Relativ effizient wird die (hitchcockianische) Geschichte behandelt und erzählt, die Figuren darin mit zuweilen normalen Hintergrund und ebensolchen Problemen, mit fehlendem Kredit, mit einer kranken Tochter, mit abgelehnten Schulen, mit viel Arbeit und vielen Zielen. Jede Tat in der technokratischen Welt (die ein bisschen porträtiert wird, wie Klein Erna und Lieschen Müller sich das Vorstellen) hat auch Auswirkung auf das Hier und Heute, beängstigend auch die allgegenwärtige Überwachung, der Geist in der Maschine, das Nackt sein vor dem Bildschirm, die fehlende Privatsphäre, die nur zum Schein da ist, das Stehen im Fokus von Verbrechern, lange bevor man deren Aktionen mitbekommt und die Nachfolgen spürt. Die Inszenierung hält sich eng, es wird sich zumeist auf das Wesentliche konzentriert, die Wahl der Darsteller ist zu der Zeit mit zusätzlich Yam, Tam und Lam unterstützend in ihrer Solidität, aber auch gängig und gewohnt; keinem davon würde man auch nur annähernd Erfahrung im Umgang mit der Materie zutrauen und nahelegen, was das Geschehen anderweitig aber erdet und auf das normale Leben und das Stehen auf beiden Beinen in dieser jetzigen Welt zurückholt.

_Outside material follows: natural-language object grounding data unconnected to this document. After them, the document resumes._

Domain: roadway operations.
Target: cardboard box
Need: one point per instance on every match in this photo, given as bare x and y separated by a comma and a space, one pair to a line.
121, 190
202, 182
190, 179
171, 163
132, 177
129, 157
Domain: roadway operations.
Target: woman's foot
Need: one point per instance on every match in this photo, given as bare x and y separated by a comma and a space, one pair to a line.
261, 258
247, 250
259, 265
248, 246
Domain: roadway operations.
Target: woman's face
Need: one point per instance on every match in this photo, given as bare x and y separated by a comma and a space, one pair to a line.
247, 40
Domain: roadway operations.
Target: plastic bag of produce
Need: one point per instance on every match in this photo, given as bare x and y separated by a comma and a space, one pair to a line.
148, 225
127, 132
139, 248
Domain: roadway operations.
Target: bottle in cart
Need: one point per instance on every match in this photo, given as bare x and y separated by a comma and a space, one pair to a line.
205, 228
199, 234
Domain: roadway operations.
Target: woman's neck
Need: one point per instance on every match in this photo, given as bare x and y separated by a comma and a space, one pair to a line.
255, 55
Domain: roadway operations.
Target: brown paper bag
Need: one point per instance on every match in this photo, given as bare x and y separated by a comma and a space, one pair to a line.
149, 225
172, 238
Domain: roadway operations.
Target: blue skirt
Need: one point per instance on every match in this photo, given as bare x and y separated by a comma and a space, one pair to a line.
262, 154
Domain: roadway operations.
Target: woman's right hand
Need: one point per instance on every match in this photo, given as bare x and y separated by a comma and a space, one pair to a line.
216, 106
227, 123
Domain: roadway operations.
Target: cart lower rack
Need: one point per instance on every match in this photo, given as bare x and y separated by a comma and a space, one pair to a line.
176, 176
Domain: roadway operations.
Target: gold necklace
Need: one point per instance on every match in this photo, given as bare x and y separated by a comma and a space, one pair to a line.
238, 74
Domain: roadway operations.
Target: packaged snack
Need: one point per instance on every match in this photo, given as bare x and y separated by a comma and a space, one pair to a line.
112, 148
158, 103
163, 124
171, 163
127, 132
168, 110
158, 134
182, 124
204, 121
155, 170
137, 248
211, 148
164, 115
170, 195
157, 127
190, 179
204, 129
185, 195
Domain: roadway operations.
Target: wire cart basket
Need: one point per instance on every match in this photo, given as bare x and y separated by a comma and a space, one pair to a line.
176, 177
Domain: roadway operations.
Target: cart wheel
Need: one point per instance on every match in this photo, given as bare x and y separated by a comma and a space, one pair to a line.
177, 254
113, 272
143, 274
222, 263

Geldwäsche, Internetkriminalität, Korruptionsermittlungen, das vertraut gewordene Nutzen von Alltagshilfen, deren Funktionsweise man im Ernstfall nicht versteht, das Abschwächen von Datenschutz, das Vertrauen in den unsichtbaren Gegenübern, die Versuchung und Verlockung auch des schnellen und bequemen Geldes, und die Rückkehr der Vergangenheit in Form von früheren kriminellen Taten; all das sind Themen, die mit hineingewunken werden in die Geschichte – die Autoren haben zuvor u.a. das Gangsterepos Chasing the Dragon geschrieben und den Antikorruptionsthriller G Storm, einer hat für Limbo gewerkelt; dessen Regisseur Cheang Poui- Soi hier produziert – und dem eher isolierten Szenario auch eine gewisse verständliche, da zugängliche Alltäglichkeit mit beigeben. Ein Duell vor dem Bildschirm, mal beruflich, mal privat, jeder mit einer Hinterhand und einer zweiten Verstärkung, mit Horrorartigen Szenarien. Dabei fehlen auch 'normale' Thriller- und Actionmomente nicht, eine Entführung auf offener Straße, eine Befreiung aus fahrender Gefangenschaft, die Flucht durch die vollbesetzten Gassen vor den Schergen, einige Stunts, einige Raufereien, aufgrund der inhaltlichen Umstände und der Begebenheiten im echten Leben allerdings eher klein skaliert.